Some studies have shown a correlation between IQ and income, but not always. One study tracked seven thousand people from 1957 to 1964, and found that every IQ point was associated with an extra $202 to $616 a year. This means that high-IQ people have greater income, but they also have less savings than average earners. If you want to learn more about how intelligence affects wealth, read the full article here.
Although IQ tests measure abstract reasoning and memory capacity, they don’t provide a good measure of how well you can make real-world decisions. A higher IQ might help you remember missed payments and save more money in the long run. Further, higher IQs are more likely to be financially savvy, which would be a big plus. You might also want to consider studying this in school. And, as a bonus, the study also included some interesting findings.
The authors of IQ and the Wealth of Nations cite the Qatari IQ as evidence. Despite this, their study has been met with considerable criticism, mainly from academics who question the methodology, incompleteness of the data, and conclusions drawn from the analysis. Their follow-up study, IQ and Global Inequality, based on published reports, analyzed the same data as the first one. The findings show that IQ is correlated with national GDP per capita, as well as with the rate of economic growth between 1950 and 1990.
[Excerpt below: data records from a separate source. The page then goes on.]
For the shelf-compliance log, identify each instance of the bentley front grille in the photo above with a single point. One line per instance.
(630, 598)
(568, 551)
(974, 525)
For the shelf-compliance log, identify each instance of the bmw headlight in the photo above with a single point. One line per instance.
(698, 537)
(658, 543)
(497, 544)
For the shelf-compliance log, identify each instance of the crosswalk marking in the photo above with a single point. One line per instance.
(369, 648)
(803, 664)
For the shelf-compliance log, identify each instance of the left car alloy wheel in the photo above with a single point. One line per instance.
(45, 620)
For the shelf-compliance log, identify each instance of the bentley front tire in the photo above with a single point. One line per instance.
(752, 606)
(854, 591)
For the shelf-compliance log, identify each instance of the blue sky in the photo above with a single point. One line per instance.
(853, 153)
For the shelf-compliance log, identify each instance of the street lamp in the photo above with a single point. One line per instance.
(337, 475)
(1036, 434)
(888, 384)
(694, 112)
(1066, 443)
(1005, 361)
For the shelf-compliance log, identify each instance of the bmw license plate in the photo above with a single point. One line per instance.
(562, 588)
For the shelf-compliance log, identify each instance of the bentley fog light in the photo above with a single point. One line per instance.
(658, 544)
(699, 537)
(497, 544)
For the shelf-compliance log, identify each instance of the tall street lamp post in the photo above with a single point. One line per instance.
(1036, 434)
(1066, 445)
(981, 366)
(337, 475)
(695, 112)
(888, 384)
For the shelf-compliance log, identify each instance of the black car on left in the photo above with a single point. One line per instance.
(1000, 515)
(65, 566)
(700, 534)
The correlation between IQ and happiness is generally positive, although some studies have found the relationship to be not statistically significant. Unlike other factors, IQ and happiness are directly related to openness to experience. People with higher IQs seek out experiences and enjoy thoughtfulness. The researchers also found a strong correlation between IQ and wealth. And despite the lack of evidence, the correlation between IQ and wealth is a positive one.